Unicode block facts for kids
A Unicode block is like a special box that holds a group of similar characters or symbols. Think of it as a collection of letters, numbers, or pictures that belong together. These blocks are created by the Unicode Consortium, which is a group that makes sure computers can understand and show text from all languages around the world.
Many blocks contain characters for a specific language, like the letters you use every day. Other blocks hold special symbols, such as those used in mathematics or for emojis!
Contents
What are Unicode Blocks?
Imagine you have a giant digital library with every single letter, number, and symbol from every language and writing system ever used. That's what Unicode tries to be! To keep this huge library organized, Unicode divides all these characters into smaller groups called "blocks." Each block has its own special range of codes.
Why do we need Unicode Blocks?
Unicode blocks help computers manage and display text correctly. Without them, your computer might not know how to show characters from different languages or special symbols. For example, the letters you are reading right now are part of the "Basic Latin" block. If you wanted to write in Japanese, your computer would use characters from blocks like "Hiragana" or "Katakana." This system makes sure that text looks the same for everyone, no matter what language they are using.
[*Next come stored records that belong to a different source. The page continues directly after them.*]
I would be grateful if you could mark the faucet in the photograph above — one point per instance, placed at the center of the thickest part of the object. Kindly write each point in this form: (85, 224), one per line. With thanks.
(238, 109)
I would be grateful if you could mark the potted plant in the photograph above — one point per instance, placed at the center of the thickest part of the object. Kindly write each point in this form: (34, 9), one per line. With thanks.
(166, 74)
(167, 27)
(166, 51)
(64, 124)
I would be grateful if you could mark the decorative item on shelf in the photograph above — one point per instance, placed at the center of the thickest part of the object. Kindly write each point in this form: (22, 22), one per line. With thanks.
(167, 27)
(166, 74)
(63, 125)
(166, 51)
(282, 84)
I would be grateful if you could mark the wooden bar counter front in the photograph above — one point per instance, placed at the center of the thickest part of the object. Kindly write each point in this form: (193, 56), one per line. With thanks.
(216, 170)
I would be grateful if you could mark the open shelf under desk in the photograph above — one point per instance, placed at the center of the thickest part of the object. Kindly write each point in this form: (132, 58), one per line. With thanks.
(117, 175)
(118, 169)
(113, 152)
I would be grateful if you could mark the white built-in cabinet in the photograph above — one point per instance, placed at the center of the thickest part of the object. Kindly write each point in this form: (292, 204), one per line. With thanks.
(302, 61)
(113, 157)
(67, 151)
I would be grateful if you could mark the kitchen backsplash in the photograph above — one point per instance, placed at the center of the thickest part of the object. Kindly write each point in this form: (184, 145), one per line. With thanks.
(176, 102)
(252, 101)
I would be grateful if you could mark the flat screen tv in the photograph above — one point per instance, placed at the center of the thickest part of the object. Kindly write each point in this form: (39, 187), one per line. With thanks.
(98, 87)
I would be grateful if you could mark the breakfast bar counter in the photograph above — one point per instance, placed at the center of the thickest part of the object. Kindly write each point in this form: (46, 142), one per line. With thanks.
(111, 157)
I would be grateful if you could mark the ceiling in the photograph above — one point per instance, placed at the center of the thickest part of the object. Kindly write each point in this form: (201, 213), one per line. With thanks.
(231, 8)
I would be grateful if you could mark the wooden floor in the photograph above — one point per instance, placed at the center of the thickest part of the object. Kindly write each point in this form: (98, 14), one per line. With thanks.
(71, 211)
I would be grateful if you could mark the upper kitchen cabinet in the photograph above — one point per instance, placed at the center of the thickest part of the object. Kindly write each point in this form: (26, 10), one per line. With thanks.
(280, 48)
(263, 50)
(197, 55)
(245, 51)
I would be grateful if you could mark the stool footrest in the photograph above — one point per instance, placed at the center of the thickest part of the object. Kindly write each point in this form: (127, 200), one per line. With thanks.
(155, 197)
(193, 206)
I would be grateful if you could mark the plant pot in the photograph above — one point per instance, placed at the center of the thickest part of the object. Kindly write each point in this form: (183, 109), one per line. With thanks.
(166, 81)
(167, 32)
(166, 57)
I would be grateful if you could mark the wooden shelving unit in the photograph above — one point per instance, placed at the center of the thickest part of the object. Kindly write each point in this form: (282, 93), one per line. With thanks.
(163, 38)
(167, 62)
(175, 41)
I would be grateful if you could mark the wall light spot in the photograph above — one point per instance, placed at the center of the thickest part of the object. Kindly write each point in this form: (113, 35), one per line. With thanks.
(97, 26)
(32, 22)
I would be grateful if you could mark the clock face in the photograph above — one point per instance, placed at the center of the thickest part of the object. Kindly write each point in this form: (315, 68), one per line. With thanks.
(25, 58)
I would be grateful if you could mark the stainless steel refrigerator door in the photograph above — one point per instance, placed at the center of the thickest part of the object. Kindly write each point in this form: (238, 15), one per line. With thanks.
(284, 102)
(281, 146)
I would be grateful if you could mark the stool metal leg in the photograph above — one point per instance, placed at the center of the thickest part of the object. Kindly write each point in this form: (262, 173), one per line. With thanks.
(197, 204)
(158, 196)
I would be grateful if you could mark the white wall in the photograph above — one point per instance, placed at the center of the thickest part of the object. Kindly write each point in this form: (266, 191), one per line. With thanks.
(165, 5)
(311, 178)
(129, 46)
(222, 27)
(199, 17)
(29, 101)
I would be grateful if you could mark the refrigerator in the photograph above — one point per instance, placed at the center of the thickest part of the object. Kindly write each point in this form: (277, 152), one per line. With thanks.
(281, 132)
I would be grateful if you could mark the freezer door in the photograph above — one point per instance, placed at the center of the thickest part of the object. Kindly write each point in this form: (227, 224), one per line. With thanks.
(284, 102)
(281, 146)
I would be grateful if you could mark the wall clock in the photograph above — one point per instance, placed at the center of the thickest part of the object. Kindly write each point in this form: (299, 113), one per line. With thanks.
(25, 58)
How are Unicode Blocks Organized?
Each character in Unicode has a unique number, called a "code point." Unicode blocks are defined by a starting code point and an ending code point. All the characters within that range belong to that specific block. This helps keep everything neat and tidy.
For example, the "Basic Latin" block starts at U+0000 and ends at U+007F. The "U+" simply means "Unicode." So, all the characters from 0000 to 007F are in that block.
Examples of Unicode Blocks
Here are a few examples of Unicode blocks to show you how diverse they are. This table shows the first and last code points for each block, its name, how many code points it covers, and how many actual characters are in it.
Character codes | Name | Code points | Number of characters | |
---|---|---|---|---|
First | Last | |||
U+0000 | U+007F | Basic Latin | 128 | 128 |
U+0370 | U+03FF | Greek and Coptic | 144 | 135 |
U+0400 | U+04FF | Cyrillic | 256 | 256 |
U+0900 | U+097F | Devangari | 128 | 128 |
U+0E00 | U+0E7F | Thai | 128 | 87 |
U+1100 | U+11FF | Hangul Jamo | 256 | 256 |
U+2000 | U+206F | General Punctuation | 112 | 111 |
U+2190 | U+21FF | Arrows | 112 | 112 |
U+2200 | U+22FF | Mathematical Operators | 256 | 256 |
U+2600 | U+26FF | Miscellaneous Symbols | 256 | 256 |
U+3040 | U+309F | Hiragana | 96 | 93 |
U+30A0 | U+30FF | Katakana | 96 | 96 |
U+4E00 | U+9FFF | CJK Unified Ideographs | 20,992 | 20,989 |
U+1F600 | U+1F64F | Emoticons | 80 | 80 |